How to Disable or Edit Chrome Autofill
- In the top right, click the Chrome menu (hamburger or three dots).
- Click Settings.
- Scroll to the bottom and click the link for “Show advanced settings:.
- Find “Passwords and forms,” and uncheck Enable Autofill.
- To edit or remove a specific entry, hover over it and click the X on the right to delete.
(I don’t know if it saves the info anew the next time you fill in another form that requires it. So do check it often if you leave autofill on.)
How to Fix Autofill on Android
- Open Settings
- Tap Autofill forms
- From there it should look like the desktop settings.
LastPass and Safari
You’ll want to Google how to keep both of these from sharing too much data.

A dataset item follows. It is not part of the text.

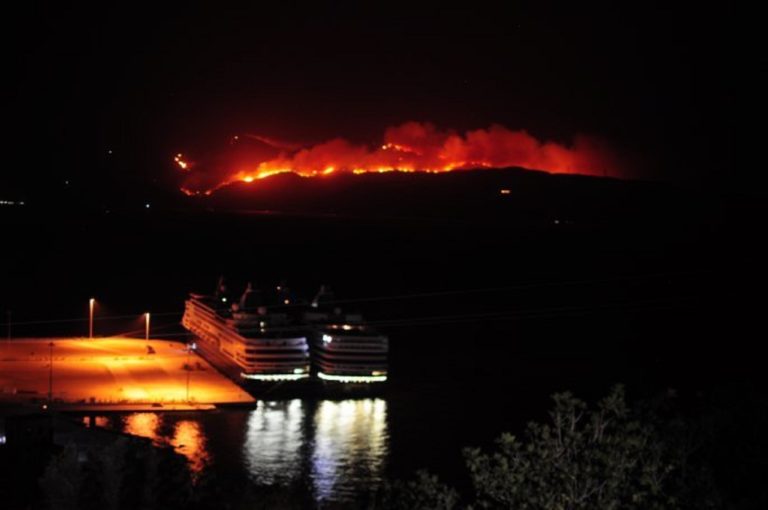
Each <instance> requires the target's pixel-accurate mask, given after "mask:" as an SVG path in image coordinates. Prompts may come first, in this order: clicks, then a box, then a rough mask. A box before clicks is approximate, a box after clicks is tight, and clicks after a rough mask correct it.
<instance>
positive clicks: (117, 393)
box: [0, 338, 254, 409]
mask: <svg viewBox="0 0 768 510" xmlns="http://www.w3.org/2000/svg"><path fill="white" fill-rule="evenodd" d="M51 341H52V342H53V343H54V347H53V399H54V401H55V402H59V403H62V404H87V405H89V406H90V405H93V406H105V405H107V406H126V405H127V406H132V405H139V404H149V405H151V404H162V405H163V406H164V407H173V406H176V407H177V408H179V409H182V408H184V407H185V406H186V404H188V403H192V404H196V405H197V404H247V403H252V402H254V399H253V398H252V397H251V396H250V395H248V394H247V393H246V392H245V391H243V390H242V389H241V388H240V387H239V386H237V385H236V384H235V383H233V382H232V381H230V380H229V379H227V378H226V377H224V376H223V375H221V374H220V373H219V372H217V371H216V370H215V369H214V368H213V367H211V366H210V365H209V364H208V363H207V362H206V361H205V360H204V359H202V358H201V357H199V356H197V355H196V354H194V353H193V354H191V355H188V354H187V352H186V350H185V346H184V344H183V343H179V342H173V341H164V340H151V341H149V342H147V341H145V340H142V339H135V338H104V339H93V340H89V339H81V338H41V339H20V340H12V341H11V342H10V343H8V342H5V341H2V343H1V344H0V403H2V402H32V401H35V400H37V401H46V400H47V399H48V391H49V375H50V347H49V343H50V342H51ZM148 345H151V346H152V349H154V351H155V352H154V353H153V354H150V353H149V349H148V347H147V346H148ZM187 361H189V365H190V366H191V367H192V370H185V369H184V365H185V364H186V363H187ZM187 376H189V393H187Z"/></svg>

I don’t use either so don’t have a way to vet if the info I’m finding on them is out of date with the latest versions. I found plenty of out of date info on Chrome, even in their own articles.
Will Chrome Fix This?
As of January 2017, Chrome devs acknowledged that they are aware of the issue and working on it.
This post on Gizmodo promises to update when Chrome fixes the issue.
If you have an HTTPS site, share this post with all of your regular visitors through your newsletter and/or social media. You’ll be helping them not divulge personal info on a lot more than just your blog comments!
If you see street addresses or other personal info in your comments, since you also have the email address of the person who left the comment, you may want to contact them privately and let them know to fix the leak.